In one sense, perhaps, the name isn't such a misnomer. Travel and food have always been companions, if not always soulmates. First we traveled to find food to survive and feed our guts. Now we do so to thrive and feed our souls (our guts, too).
San Diego's airport has spent a pretty penny developing food options for travelers showing off the city's culinary scene to tourists and commercial travelers. Mexicali once offered something similar outside its train station: a row of stalls offering tacos de Borrego. And that is what El Ferrocarril is about: lamb tacos like those outside Mexicali's now shuttered train station.
El Ferrocarril describes its lamb dishes as "birria." The term more commonly denotes a dish of slow-braised meat (usually goat or beef but sometimes lamb) in a rich broth spiked with a chile slurry, cinnamon, clove and vinegar. It yields a heady stew. The lamb at El Ferrocarril is indeed slow-braised with chiles, but instead of the sweet spices I associate with birria the result is a rich broth and tender meat that is the very essence of lamb.
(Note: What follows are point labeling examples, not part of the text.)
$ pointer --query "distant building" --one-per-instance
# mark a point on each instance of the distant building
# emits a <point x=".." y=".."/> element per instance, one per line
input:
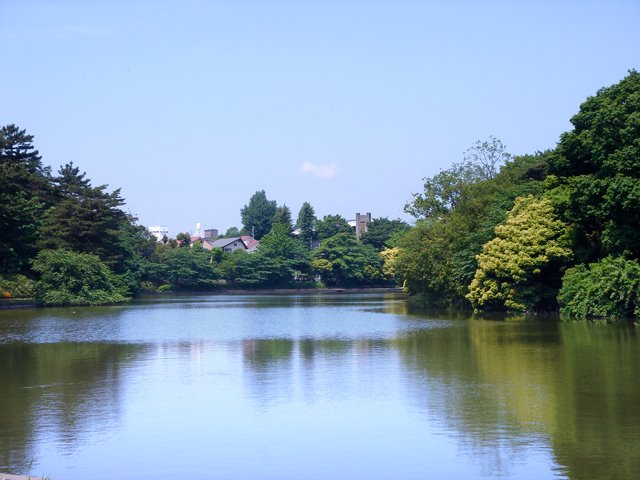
<point x="211" y="233"/>
<point x="361" y="223"/>
<point x="159" y="232"/>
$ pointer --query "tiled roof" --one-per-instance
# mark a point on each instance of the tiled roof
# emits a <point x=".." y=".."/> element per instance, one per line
<point x="223" y="242"/>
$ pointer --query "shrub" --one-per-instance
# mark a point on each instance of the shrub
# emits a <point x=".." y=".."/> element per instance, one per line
<point x="71" y="278"/>
<point x="609" y="288"/>
<point x="17" y="286"/>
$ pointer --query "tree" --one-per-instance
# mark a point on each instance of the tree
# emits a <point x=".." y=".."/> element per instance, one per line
<point x="487" y="156"/>
<point x="609" y="288"/>
<point x="283" y="217"/>
<point x="443" y="191"/>
<point x="341" y="260"/>
<point x="71" y="278"/>
<point x="86" y="219"/>
<point x="288" y="252"/>
<point x="520" y="268"/>
<point x="185" y="268"/>
<point x="24" y="195"/>
<point x="183" y="239"/>
<point x="232" y="232"/>
<point x="331" y="225"/>
<point x="599" y="163"/>
<point x="257" y="215"/>
<point x="306" y="223"/>
<point x="381" y="230"/>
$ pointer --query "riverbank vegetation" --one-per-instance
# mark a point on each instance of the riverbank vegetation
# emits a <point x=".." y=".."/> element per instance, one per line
<point x="548" y="231"/>
<point x="553" y="230"/>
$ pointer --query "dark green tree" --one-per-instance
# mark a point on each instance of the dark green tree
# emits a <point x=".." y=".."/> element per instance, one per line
<point x="609" y="288"/>
<point x="287" y="254"/>
<point x="24" y="194"/>
<point x="232" y="232"/>
<point x="72" y="278"/>
<point x="86" y="219"/>
<point x="341" y="260"/>
<point x="599" y="162"/>
<point x="306" y="223"/>
<point x="185" y="268"/>
<point x="283" y="217"/>
<point x="257" y="215"/>
<point x="381" y="230"/>
<point x="183" y="239"/>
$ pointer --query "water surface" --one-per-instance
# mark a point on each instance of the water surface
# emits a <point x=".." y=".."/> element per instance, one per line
<point x="313" y="387"/>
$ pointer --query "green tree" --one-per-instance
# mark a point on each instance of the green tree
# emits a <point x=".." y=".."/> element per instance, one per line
<point x="24" y="193"/>
<point x="443" y="191"/>
<point x="331" y="225"/>
<point x="599" y="162"/>
<point x="183" y="240"/>
<point x="381" y="230"/>
<point x="487" y="156"/>
<point x="257" y="215"/>
<point x="86" y="219"/>
<point x="71" y="278"/>
<point x="437" y="258"/>
<point x="609" y="288"/>
<point x="232" y="232"/>
<point x="286" y="254"/>
<point x="341" y="260"/>
<point x="520" y="268"/>
<point x="306" y="223"/>
<point x="283" y="217"/>
<point x="185" y="268"/>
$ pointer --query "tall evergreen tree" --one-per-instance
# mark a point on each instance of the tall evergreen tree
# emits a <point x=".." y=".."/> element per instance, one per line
<point x="307" y="223"/>
<point x="257" y="215"/>
<point x="283" y="217"/>
<point x="24" y="187"/>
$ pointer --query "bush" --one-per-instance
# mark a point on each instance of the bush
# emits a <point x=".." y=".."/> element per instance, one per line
<point x="609" y="288"/>
<point x="70" y="278"/>
<point x="17" y="286"/>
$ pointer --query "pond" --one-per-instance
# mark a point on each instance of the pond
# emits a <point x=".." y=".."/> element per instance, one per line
<point x="313" y="387"/>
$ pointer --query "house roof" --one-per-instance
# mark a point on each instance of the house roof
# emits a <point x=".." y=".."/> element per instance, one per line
<point x="249" y="241"/>
<point x="223" y="242"/>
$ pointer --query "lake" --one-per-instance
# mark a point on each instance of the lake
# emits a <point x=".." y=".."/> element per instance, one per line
<point x="313" y="387"/>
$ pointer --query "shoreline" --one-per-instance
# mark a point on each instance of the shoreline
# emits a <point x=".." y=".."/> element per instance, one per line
<point x="29" y="303"/>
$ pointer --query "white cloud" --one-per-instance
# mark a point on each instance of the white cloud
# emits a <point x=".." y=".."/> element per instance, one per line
<point x="322" y="171"/>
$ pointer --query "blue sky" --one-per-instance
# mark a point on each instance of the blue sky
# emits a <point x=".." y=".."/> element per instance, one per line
<point x="192" y="106"/>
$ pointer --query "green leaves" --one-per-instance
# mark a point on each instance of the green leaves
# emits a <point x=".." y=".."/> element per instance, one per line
<point x="341" y="260"/>
<point x="516" y="269"/>
<point x="609" y="288"/>
<point x="257" y="215"/>
<point x="70" y="278"/>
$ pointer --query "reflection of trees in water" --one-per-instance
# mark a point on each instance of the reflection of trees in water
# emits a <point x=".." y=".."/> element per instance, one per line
<point x="60" y="389"/>
<point x="501" y="386"/>
<point x="275" y="368"/>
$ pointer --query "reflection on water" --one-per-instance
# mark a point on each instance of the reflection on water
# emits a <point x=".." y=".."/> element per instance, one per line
<point x="346" y="386"/>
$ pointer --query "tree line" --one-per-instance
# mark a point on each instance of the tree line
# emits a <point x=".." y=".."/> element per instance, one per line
<point x="65" y="241"/>
<point x="555" y="230"/>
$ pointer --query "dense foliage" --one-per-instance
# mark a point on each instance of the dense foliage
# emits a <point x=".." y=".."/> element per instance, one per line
<point x="609" y="288"/>
<point x="535" y="232"/>
<point x="499" y="232"/>
<point x="71" y="278"/>
<point x="518" y="268"/>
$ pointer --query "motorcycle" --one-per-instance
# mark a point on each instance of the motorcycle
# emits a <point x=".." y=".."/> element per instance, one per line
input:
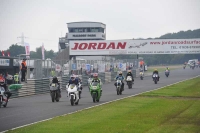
<point x="95" y="91"/>
<point x="141" y="75"/>
<point x="155" y="78"/>
<point x="73" y="94"/>
<point x="55" y="92"/>
<point x="80" y="89"/>
<point x="166" y="73"/>
<point x="3" y="97"/>
<point x="129" y="81"/>
<point x="89" y="82"/>
<point x="119" y="87"/>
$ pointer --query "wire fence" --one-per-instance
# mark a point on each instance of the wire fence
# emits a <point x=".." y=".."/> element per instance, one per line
<point x="38" y="69"/>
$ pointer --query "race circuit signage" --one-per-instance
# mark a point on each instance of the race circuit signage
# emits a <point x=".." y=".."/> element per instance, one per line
<point x="84" y="35"/>
<point x="153" y="46"/>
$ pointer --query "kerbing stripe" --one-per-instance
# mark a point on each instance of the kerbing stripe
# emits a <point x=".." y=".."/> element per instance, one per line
<point x="98" y="105"/>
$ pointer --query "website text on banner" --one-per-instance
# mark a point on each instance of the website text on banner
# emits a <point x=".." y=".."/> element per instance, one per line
<point x="153" y="46"/>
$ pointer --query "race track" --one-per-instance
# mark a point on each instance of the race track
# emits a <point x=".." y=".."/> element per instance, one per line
<point x="26" y="110"/>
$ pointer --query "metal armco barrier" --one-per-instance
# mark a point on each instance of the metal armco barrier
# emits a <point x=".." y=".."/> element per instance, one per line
<point x="40" y="86"/>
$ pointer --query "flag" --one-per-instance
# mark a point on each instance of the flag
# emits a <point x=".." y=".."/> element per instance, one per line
<point x="27" y="49"/>
<point x="3" y="53"/>
<point x="43" y="56"/>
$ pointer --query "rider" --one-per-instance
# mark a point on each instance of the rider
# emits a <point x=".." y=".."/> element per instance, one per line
<point x="79" y="81"/>
<point x="2" y="79"/>
<point x="55" y="80"/>
<point x="156" y="72"/>
<point x="130" y="74"/>
<point x="73" y="80"/>
<point x="167" y="68"/>
<point x="121" y="78"/>
<point x="96" y="79"/>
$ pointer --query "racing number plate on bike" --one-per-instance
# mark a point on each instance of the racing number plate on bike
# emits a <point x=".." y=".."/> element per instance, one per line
<point x="53" y="85"/>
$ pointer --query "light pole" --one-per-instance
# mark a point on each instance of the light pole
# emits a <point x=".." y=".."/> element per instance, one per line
<point x="19" y="66"/>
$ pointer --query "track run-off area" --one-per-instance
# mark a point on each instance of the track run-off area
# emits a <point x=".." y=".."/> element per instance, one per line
<point x="26" y="110"/>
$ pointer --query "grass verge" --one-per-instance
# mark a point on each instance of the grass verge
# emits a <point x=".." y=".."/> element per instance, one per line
<point x="163" y="68"/>
<point x="173" y="109"/>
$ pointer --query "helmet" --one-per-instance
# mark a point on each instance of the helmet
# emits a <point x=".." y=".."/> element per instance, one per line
<point x="91" y="76"/>
<point x="54" y="77"/>
<point x="120" y="73"/>
<point x="95" y="75"/>
<point x="72" y="77"/>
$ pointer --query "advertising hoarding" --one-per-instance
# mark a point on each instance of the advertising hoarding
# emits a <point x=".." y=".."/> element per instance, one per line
<point x="153" y="46"/>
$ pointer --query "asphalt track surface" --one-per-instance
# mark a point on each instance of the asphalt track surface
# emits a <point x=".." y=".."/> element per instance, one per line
<point x="26" y="110"/>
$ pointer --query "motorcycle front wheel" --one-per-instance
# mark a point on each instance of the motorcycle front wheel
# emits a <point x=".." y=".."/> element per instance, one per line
<point x="53" y="96"/>
<point x="94" y="97"/>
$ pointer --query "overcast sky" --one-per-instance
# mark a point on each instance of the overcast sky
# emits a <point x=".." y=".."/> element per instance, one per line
<point x="44" y="21"/>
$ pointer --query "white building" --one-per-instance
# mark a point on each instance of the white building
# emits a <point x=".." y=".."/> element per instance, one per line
<point x="85" y="30"/>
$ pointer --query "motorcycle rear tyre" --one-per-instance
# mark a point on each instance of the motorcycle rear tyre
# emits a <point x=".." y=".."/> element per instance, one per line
<point x="72" y="100"/>
<point x="53" y="96"/>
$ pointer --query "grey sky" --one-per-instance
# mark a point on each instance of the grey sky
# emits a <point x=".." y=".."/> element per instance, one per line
<point x="43" y="21"/>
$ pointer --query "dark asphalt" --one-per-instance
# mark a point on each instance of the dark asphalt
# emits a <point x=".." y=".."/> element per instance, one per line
<point x="26" y="110"/>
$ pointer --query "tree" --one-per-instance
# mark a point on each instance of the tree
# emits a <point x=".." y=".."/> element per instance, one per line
<point x="15" y="50"/>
When you finally get to the front of El Ferrocarril's line—on three trips at various different times of day the place was always busy—the tacos you're handed are the picture of simplicity. They are nothing more than delicious corn tortillas holding rolls of marvelously moist shredded lamb meat flecked with bits of guajillo chile. Garnishes of cilantro, shredded cabbage, salsa and onions, as well as lime, are available either on the counter or at each table.
Simple? Minimal? Yes, but perfection. That roll of meat manages to be densely savory and, somehow, have a certain lightness at the same time. The chiles in the braise give it an ethereal quality that's underlined by a squeeze of lime and bit of the shredded cabbage. The cilantro, salsa and the tortilla itself ground the dish.
Perhaps the only thing that could say "lamb" more clearly than El Ferrocarril's tacos is its caldo: the braising liquid from the birria itself. Again, it is a bit of simple perfection. Again, it is the essence of lamb. And it is addictive. I've had good lamb tacos before but I don't know that I've ever had a lamb broth more deeply flavored than that one (though the broth at El Borrego in City Heights comes close).
There are other things to order at El Ferrocarril—beef tacos and an orden of the lamb birria (a combination of the broth and lamb)—but why? Sip the essence of the lamb in the broth and eat its essence in a taco and you will be transported to a happier place. Almost as if you were on the railroad.